1930年4月から5月にかけて、マンダリは毎日その地域をくまなく探し、少年たちをバーバーのもとへ連れてきていた。しかしそれでもバーバーは、彼らをすぐに、あるいは数日後に帰してしまうのが常だった。バーバーは少年たちと遊び、平易な言葉で話を聞かせていた。バーバーは毎晩、かつてのメヘル・アシュラムの少年たちに霊的な主題を説き聞かせていた。これらの少年たちは折に触れてバーバーのハイキングに同行した。バーバーはパンチガニで他の誰とも会わず、ラオサヘブ・パンディット(カレママの娘婿でバーバーを迎え入れた家主)の家族でさえ、自分に会うことを禁じていた。
ビハリラルという霊的な求道者が前年メヘラバードでバーバーに会っており、バーバーは彼がマンダリと共に滞在することを許した。彼は30日にアフマドナガルへ遣わされ、甥のゴティヤを連れて戻ってきた。バーバーはゴティヤを気に入り、その少年を数日間そばに置いた。
マンダリのうち何人かは、タイガー・バレーの洞窟掘りに最初から携わっており、バーバーに同行してボンベイ、プネー、コールハープルへ巡回に出ていない時はいつも懸命に働いていた。
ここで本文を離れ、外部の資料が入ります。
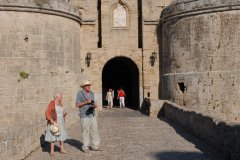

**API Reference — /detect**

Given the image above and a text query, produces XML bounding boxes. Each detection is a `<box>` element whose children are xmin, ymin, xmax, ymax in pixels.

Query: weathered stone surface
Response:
<box><xmin>26</xmin><ymin>108</ymin><xmax>223</xmax><ymax>160</ymax></box>
<box><xmin>78</xmin><ymin>0</ymin><xmax>168</xmax><ymax>108</ymax></box>
<box><xmin>150</xmin><ymin>100</ymin><xmax>240</xmax><ymax>160</ymax></box>
<box><xmin>140</xmin><ymin>98</ymin><xmax>165</xmax><ymax>117</ymax></box>
<box><xmin>0</xmin><ymin>0</ymin><xmax>80</xmax><ymax>17</ymax></box>
<box><xmin>160</xmin><ymin>0</ymin><xmax>240</xmax><ymax>120</ymax></box>
<box><xmin>0</xmin><ymin>1</ymin><xmax>81</xmax><ymax>159</ymax></box>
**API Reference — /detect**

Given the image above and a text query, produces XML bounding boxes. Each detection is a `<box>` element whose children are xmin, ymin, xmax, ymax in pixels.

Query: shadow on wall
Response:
<box><xmin>156</xmin><ymin>117</ymin><xmax>224</xmax><ymax>160</ymax></box>
<box><xmin>157</xmin><ymin>101</ymin><xmax>240</xmax><ymax>160</ymax></box>
<box><xmin>140</xmin><ymin>98</ymin><xmax>165</xmax><ymax>117</ymax></box>
<box><xmin>156</xmin><ymin>11</ymin><xmax>164</xmax><ymax>100</ymax></box>
<box><xmin>152</xmin><ymin>103</ymin><xmax>224</xmax><ymax>160</ymax></box>
<box><xmin>140</xmin><ymin>98</ymin><xmax>151</xmax><ymax>116</ymax></box>
<box><xmin>151</xmin><ymin>151</ymin><xmax>221</xmax><ymax>160</ymax></box>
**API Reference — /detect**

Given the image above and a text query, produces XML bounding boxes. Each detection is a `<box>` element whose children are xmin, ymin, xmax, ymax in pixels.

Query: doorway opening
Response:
<box><xmin>102</xmin><ymin>57</ymin><xmax>139</xmax><ymax>110</ymax></box>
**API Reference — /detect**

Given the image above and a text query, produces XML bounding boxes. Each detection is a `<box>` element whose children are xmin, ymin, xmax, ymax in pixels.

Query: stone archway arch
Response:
<box><xmin>102</xmin><ymin>56</ymin><xmax>140</xmax><ymax>110</ymax></box>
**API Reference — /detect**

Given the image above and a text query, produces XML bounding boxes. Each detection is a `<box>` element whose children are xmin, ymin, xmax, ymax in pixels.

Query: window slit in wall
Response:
<box><xmin>97</xmin><ymin>0</ymin><xmax>102</xmax><ymax>48</ymax></box>
<box><xmin>138</xmin><ymin>0</ymin><xmax>143</xmax><ymax>48</ymax></box>
<box><xmin>178</xmin><ymin>82</ymin><xmax>186</xmax><ymax>93</ymax></box>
しかし1930年5月8日木曜日からは、作業を促進するため、男子マンダリ全員が手助けに動員された。彼らはセメントを練り、下から発掘現場まで水を運んだ。
ある晩、最後のコンクリートを塗っているとき、突然空に雲が立ち込め、大雨が降りそうな気配となった(降れば、その日のセメント作業は全て台無しになっていたところだった)。バーバーは空を眺めるために小屋から出てきた。間もなく、マサジとカカ・シャハネの間で口論が起きた。彼らの口論が雲を追い払ったかのように、その夜十一時まで雨は降らず、おかげで作業を終え、コンクリートを固めることができた。
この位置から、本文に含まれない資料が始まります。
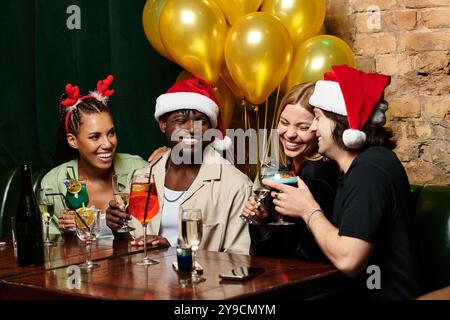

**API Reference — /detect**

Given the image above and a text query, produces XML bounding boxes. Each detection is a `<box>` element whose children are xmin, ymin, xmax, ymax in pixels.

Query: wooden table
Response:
<box><xmin>0</xmin><ymin>235</ymin><xmax>143</xmax><ymax>279</ymax></box>
<box><xmin>0</xmin><ymin>237</ymin><xmax>340</xmax><ymax>300</ymax></box>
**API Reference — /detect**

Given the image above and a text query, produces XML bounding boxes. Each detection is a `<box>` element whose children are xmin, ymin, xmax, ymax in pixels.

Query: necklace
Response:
<box><xmin>163</xmin><ymin>160</ymin><xmax>196</xmax><ymax>203</ymax></box>
<box><xmin>164</xmin><ymin>189</ymin><xmax>185</xmax><ymax>203</ymax></box>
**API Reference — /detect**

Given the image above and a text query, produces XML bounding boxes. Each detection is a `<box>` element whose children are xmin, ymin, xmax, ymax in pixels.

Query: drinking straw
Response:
<box><xmin>46</xmin><ymin>192</ymin><xmax>90</xmax><ymax>230</ymax></box>
<box><xmin>143</xmin><ymin>155</ymin><xmax>163</xmax><ymax>224</ymax></box>
<box><xmin>67</xmin><ymin>166</ymin><xmax>76</xmax><ymax>180</ymax></box>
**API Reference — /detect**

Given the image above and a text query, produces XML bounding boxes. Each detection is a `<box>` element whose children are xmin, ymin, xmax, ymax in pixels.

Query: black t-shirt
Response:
<box><xmin>332</xmin><ymin>146</ymin><xmax>420</xmax><ymax>299</ymax></box>
<box><xmin>250</xmin><ymin>159</ymin><xmax>340</xmax><ymax>262</ymax></box>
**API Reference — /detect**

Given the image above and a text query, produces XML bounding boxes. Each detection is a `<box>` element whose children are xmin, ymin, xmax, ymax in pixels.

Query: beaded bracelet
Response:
<box><xmin>306</xmin><ymin>208</ymin><xmax>323</xmax><ymax>232</ymax></box>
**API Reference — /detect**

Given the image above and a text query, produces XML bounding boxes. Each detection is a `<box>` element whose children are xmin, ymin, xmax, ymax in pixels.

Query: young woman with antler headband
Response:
<box><xmin>40</xmin><ymin>75</ymin><xmax>148</xmax><ymax>236</ymax></box>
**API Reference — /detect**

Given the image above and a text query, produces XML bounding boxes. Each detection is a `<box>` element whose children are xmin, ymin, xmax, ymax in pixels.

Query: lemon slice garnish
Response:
<box><xmin>67</xmin><ymin>179</ymin><xmax>82</xmax><ymax>194</ymax></box>
<box><xmin>75</xmin><ymin>207</ymin><xmax>94</xmax><ymax>229</ymax></box>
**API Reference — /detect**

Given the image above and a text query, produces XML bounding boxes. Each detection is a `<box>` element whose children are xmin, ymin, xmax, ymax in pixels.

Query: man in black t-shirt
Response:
<box><xmin>263</xmin><ymin>65</ymin><xmax>420</xmax><ymax>299</ymax></box>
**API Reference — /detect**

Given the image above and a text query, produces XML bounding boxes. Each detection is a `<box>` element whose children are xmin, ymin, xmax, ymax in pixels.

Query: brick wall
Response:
<box><xmin>326</xmin><ymin>0</ymin><xmax>450</xmax><ymax>184</ymax></box>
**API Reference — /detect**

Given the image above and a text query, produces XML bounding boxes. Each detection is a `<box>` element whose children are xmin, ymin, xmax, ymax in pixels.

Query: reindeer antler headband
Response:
<box><xmin>60</xmin><ymin>75</ymin><xmax>115</xmax><ymax>135</ymax></box>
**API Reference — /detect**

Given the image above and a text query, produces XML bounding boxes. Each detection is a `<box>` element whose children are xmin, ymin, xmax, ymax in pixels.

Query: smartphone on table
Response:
<box><xmin>219</xmin><ymin>266</ymin><xmax>264</xmax><ymax>281</ymax></box>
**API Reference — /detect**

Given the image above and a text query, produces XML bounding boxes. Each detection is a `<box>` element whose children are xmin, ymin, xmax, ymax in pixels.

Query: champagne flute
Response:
<box><xmin>112</xmin><ymin>173</ymin><xmax>135</xmax><ymax>233</ymax></box>
<box><xmin>264</xmin><ymin>170</ymin><xmax>296</xmax><ymax>226</ymax></box>
<box><xmin>128</xmin><ymin>172</ymin><xmax>160</xmax><ymax>266</ymax></box>
<box><xmin>240</xmin><ymin>171</ymin><xmax>270</xmax><ymax>224</ymax></box>
<box><xmin>75</xmin><ymin>207</ymin><xmax>101</xmax><ymax>269</ymax></box>
<box><xmin>36</xmin><ymin>188</ymin><xmax>56</xmax><ymax>247</ymax></box>
<box><xmin>181</xmin><ymin>209</ymin><xmax>205</xmax><ymax>283</ymax></box>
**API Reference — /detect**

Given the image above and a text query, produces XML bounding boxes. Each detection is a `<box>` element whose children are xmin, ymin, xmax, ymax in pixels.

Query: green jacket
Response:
<box><xmin>40</xmin><ymin>153</ymin><xmax>148</xmax><ymax>234</ymax></box>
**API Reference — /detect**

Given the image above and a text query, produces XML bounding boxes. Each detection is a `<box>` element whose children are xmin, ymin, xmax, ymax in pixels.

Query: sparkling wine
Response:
<box><xmin>114</xmin><ymin>193</ymin><xmax>130</xmax><ymax>209</ymax></box>
<box><xmin>253</xmin><ymin>188</ymin><xmax>270</xmax><ymax>201</ymax></box>
<box><xmin>39</xmin><ymin>203</ymin><xmax>55</xmax><ymax>222</ymax></box>
<box><xmin>181</xmin><ymin>218</ymin><xmax>202</xmax><ymax>251</ymax></box>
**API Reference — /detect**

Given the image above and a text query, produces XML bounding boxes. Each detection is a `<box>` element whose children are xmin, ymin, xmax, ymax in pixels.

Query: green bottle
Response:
<box><xmin>15</xmin><ymin>164</ymin><xmax>44</xmax><ymax>267</ymax></box>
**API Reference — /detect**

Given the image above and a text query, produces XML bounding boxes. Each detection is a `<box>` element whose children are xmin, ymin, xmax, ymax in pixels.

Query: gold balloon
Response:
<box><xmin>262</xmin><ymin>0</ymin><xmax>326</xmax><ymax>46</ymax></box>
<box><xmin>142</xmin><ymin>0</ymin><xmax>171</xmax><ymax>60</ymax></box>
<box><xmin>319</xmin><ymin>24</ymin><xmax>327</xmax><ymax>35</ymax></box>
<box><xmin>220</xmin><ymin>63</ymin><xmax>245</xmax><ymax>99</ymax></box>
<box><xmin>213</xmin><ymin>0</ymin><xmax>263</xmax><ymax>26</ymax></box>
<box><xmin>225</xmin><ymin>12</ymin><xmax>293</xmax><ymax>105</ymax></box>
<box><xmin>286</xmin><ymin>35</ymin><xmax>356</xmax><ymax>90</ymax></box>
<box><xmin>160</xmin><ymin>0</ymin><xmax>228</xmax><ymax>84</ymax></box>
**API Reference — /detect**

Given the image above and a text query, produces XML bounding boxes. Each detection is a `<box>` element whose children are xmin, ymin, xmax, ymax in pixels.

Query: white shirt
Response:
<box><xmin>160</xmin><ymin>187</ymin><xmax>184</xmax><ymax>246</ymax></box>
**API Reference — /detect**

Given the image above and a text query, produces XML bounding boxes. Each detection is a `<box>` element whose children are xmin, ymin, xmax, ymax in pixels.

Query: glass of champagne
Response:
<box><xmin>37</xmin><ymin>188</ymin><xmax>56</xmax><ymax>247</ymax></box>
<box><xmin>75</xmin><ymin>207</ymin><xmax>101</xmax><ymax>269</ymax></box>
<box><xmin>112</xmin><ymin>173</ymin><xmax>135</xmax><ymax>233</ymax></box>
<box><xmin>263</xmin><ymin>170</ymin><xmax>296</xmax><ymax>226</ymax></box>
<box><xmin>240</xmin><ymin>170</ymin><xmax>271</xmax><ymax>224</ymax></box>
<box><xmin>181</xmin><ymin>209</ymin><xmax>205</xmax><ymax>283</ymax></box>
<box><xmin>128</xmin><ymin>172</ymin><xmax>160</xmax><ymax>265</ymax></box>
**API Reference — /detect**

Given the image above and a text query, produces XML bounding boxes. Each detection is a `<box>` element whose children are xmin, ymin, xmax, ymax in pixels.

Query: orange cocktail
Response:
<box><xmin>128</xmin><ymin>182</ymin><xmax>159</xmax><ymax>224</ymax></box>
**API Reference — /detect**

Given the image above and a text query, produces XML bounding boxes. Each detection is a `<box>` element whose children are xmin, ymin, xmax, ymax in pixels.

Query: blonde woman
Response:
<box><xmin>242</xmin><ymin>83</ymin><xmax>340</xmax><ymax>262</ymax></box>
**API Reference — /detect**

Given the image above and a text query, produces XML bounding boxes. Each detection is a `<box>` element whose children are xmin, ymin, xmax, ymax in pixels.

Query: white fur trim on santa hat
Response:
<box><xmin>155</xmin><ymin>92</ymin><xmax>219</xmax><ymax>128</ymax></box>
<box><xmin>309</xmin><ymin>80</ymin><xmax>347</xmax><ymax>116</ymax></box>
<box><xmin>343</xmin><ymin>129</ymin><xmax>366</xmax><ymax>149</ymax></box>
<box><xmin>212</xmin><ymin>136</ymin><xmax>232</xmax><ymax>151</ymax></box>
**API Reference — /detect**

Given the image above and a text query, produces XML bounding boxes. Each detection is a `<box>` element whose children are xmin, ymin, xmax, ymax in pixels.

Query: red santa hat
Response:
<box><xmin>309</xmin><ymin>65</ymin><xmax>391</xmax><ymax>149</ymax></box>
<box><xmin>155</xmin><ymin>77</ymin><xmax>231</xmax><ymax>150</ymax></box>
9日、新聞の見出しに目を通しながらバーバーは次のように言った。「マハトマ・ガンディーが逮捕されました。ショラプールは暴動の只中にあります。ラングーンではサイクロンによって千人が命を落とし、三万人が家を失い住まいを奪われました。」1
脚注
- 1.ショラプールでヒンドゥー教徒たちが、公道で一人のムスリム男性を生きたまま焼き殺していた。